Thabeet, nativo della Tanzania ed africano di origini proprio come un signore che ha dominato il pitturato con la maglia dei Rockets qualche tempo fa, era un giocatore dominante al college, ed è stato preso con l’intenzione di ricavarne quell’elemento che tanto manca a questo roster, ovvero un centro in grado di prendere maree di rimbalzi, muovere i gomiti in aria, e segnare con facilità da sotto. Il fatto di essere un 7’3 è un notevole miglioramento rispetto alla scarsa statura dei centri attuali, ma Thabeet dovrà sottoporsi ad una lunghissima serie di allenamenti e dimostrare di desiderare con tutto se stesso di voler migliorare togliendosi di dosso l’aria sbruffona che portava con sé a UConn. Il fallimento presso i Grizzlies è stato totale, e la squadra ha deciso che non aveva il tempo di svilupparlo a dovere. Se Houston lo mettesse nelle mani di San Hakeem per dargli una lezione o due in estate, potrebbero uscirne delle belle.
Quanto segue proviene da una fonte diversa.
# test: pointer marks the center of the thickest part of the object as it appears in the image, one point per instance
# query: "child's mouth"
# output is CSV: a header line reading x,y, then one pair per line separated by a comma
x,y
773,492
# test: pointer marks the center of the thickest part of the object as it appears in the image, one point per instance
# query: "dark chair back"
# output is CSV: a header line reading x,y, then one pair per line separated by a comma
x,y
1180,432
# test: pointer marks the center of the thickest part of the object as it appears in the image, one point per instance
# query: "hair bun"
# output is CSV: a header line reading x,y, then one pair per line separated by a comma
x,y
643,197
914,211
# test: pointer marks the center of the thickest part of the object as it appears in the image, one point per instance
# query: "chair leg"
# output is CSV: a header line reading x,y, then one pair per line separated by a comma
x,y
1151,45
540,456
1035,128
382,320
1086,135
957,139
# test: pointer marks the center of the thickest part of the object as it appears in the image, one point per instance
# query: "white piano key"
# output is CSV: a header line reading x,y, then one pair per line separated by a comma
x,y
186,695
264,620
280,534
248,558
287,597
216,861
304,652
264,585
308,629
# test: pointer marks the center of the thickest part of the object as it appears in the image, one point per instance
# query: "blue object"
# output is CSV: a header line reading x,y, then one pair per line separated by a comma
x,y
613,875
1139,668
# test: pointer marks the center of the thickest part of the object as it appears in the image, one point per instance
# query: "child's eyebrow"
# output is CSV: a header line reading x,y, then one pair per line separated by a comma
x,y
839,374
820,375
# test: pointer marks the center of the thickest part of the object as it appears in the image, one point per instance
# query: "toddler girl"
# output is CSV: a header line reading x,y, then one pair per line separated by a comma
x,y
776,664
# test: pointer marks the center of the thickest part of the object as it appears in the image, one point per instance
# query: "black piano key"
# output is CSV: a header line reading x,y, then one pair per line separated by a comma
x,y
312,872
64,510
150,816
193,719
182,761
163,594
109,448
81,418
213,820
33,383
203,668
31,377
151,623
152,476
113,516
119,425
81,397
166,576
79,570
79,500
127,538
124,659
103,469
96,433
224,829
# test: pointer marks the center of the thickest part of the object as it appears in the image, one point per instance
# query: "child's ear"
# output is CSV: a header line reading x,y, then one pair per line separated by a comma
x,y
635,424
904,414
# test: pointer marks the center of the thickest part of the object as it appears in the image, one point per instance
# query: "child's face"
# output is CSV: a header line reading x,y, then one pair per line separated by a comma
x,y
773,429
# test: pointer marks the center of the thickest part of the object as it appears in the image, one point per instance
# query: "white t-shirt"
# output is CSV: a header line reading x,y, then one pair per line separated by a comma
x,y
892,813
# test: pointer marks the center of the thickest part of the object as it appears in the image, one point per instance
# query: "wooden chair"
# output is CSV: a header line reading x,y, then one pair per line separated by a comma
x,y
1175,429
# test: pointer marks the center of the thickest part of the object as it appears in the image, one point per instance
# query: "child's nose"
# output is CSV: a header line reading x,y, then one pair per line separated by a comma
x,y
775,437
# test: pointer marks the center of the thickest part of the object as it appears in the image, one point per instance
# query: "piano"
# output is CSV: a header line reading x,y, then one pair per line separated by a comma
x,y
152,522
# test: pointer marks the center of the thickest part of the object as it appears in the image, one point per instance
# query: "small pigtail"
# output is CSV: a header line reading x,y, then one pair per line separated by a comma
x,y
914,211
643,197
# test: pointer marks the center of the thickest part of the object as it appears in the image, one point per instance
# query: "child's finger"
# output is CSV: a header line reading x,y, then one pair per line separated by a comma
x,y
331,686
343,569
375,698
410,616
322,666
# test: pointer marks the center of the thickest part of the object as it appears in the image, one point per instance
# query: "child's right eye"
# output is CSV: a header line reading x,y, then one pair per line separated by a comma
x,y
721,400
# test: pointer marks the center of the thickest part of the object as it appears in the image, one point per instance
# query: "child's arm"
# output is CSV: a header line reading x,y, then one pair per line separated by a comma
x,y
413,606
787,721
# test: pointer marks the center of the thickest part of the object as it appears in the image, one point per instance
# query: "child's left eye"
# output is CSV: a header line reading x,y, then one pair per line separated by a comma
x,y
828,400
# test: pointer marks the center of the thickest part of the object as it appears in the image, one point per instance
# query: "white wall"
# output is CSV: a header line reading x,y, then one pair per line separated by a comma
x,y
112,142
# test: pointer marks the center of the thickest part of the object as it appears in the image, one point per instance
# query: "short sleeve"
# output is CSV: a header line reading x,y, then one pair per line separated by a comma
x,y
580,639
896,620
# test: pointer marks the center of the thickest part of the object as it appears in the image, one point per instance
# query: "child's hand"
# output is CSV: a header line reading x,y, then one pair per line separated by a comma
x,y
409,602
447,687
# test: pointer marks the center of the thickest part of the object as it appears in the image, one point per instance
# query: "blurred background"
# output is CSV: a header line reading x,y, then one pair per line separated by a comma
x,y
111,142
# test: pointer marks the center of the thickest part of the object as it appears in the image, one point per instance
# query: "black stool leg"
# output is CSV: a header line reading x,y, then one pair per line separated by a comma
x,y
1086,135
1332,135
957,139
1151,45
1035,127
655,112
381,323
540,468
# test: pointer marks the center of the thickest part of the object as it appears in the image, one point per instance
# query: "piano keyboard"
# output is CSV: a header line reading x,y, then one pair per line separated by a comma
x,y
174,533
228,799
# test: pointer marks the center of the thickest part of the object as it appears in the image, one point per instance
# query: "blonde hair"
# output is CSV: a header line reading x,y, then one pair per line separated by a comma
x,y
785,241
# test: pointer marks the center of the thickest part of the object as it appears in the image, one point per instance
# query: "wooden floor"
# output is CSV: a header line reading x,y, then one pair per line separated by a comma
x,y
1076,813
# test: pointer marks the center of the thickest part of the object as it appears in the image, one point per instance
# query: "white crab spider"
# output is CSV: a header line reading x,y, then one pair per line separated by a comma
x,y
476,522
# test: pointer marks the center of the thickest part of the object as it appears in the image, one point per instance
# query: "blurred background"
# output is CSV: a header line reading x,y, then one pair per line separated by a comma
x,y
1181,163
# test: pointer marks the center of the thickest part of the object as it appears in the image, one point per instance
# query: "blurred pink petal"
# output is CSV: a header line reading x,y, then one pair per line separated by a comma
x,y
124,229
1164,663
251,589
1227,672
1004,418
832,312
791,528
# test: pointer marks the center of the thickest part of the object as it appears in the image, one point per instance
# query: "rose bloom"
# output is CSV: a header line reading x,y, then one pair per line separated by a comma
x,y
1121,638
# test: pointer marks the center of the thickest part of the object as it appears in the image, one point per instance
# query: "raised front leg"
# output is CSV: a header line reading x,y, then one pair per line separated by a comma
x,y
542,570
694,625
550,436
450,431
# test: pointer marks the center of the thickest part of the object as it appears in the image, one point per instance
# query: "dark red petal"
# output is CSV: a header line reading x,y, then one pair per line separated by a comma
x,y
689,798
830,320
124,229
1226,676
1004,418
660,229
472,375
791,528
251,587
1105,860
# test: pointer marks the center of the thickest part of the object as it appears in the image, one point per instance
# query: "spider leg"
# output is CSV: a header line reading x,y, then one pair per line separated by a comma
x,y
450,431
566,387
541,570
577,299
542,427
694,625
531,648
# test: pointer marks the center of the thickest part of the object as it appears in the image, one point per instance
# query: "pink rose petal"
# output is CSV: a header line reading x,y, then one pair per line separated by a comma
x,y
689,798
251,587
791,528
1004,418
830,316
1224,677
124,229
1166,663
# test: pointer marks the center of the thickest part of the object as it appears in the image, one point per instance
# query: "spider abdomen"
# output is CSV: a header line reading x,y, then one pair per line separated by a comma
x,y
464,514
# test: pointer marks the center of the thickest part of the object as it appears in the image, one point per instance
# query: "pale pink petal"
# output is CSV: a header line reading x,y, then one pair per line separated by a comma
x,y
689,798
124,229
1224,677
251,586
Morey ha parlato di baby steps, piccoli passi verso il traguardo di un titolo Nba, ma è chiaro che solo il tempo sarà dare il suo responso su quanto costruito con questi due importanti movimenti. Molto dipenderà da come verranno utilizzate le molteplici prime scelte acquisite recentemente, dalle quali si spera arrivi il salvatore della patria che oggi sicuramente non c’è a roster. Oppure potrebbe essere il caso di imbastire ulteriori scambi con i pochi pezzi di pregio rimasti, e vedere che si riesce a ricavare.

L’organizzazione ha sempre dato piena fiducia a Morey, e lo stesso è conosciuto come una persona che sa quello che fa.

Mai come oggi, le chiavi del futuro dei Rockets sono state in mano sua.

2 thoughts on “Houston Rockets, la politica dei piccoli passi

  1. Che dire, noi Rockets di vecchia data quanto dovremo soffrire ancora? Vada per Dragic, futuribile ed effettivamente non male, ma per Thabeet ci vorrebbe proprio un miracolo per non perderlo completamente. Io finora ho visto perdere anno dopo anno i pezzi migliori del roster per cambi sempre un po’ inferiori, e puntualmente partiti anch’essi.
    Mi sa che rimane solo da sperare in pesche bibliche al draft

  2. Mi sembra Penelope e la sua tela, non è possibile ricostruire ogni febbraio ed essere punto e a capo a giugno.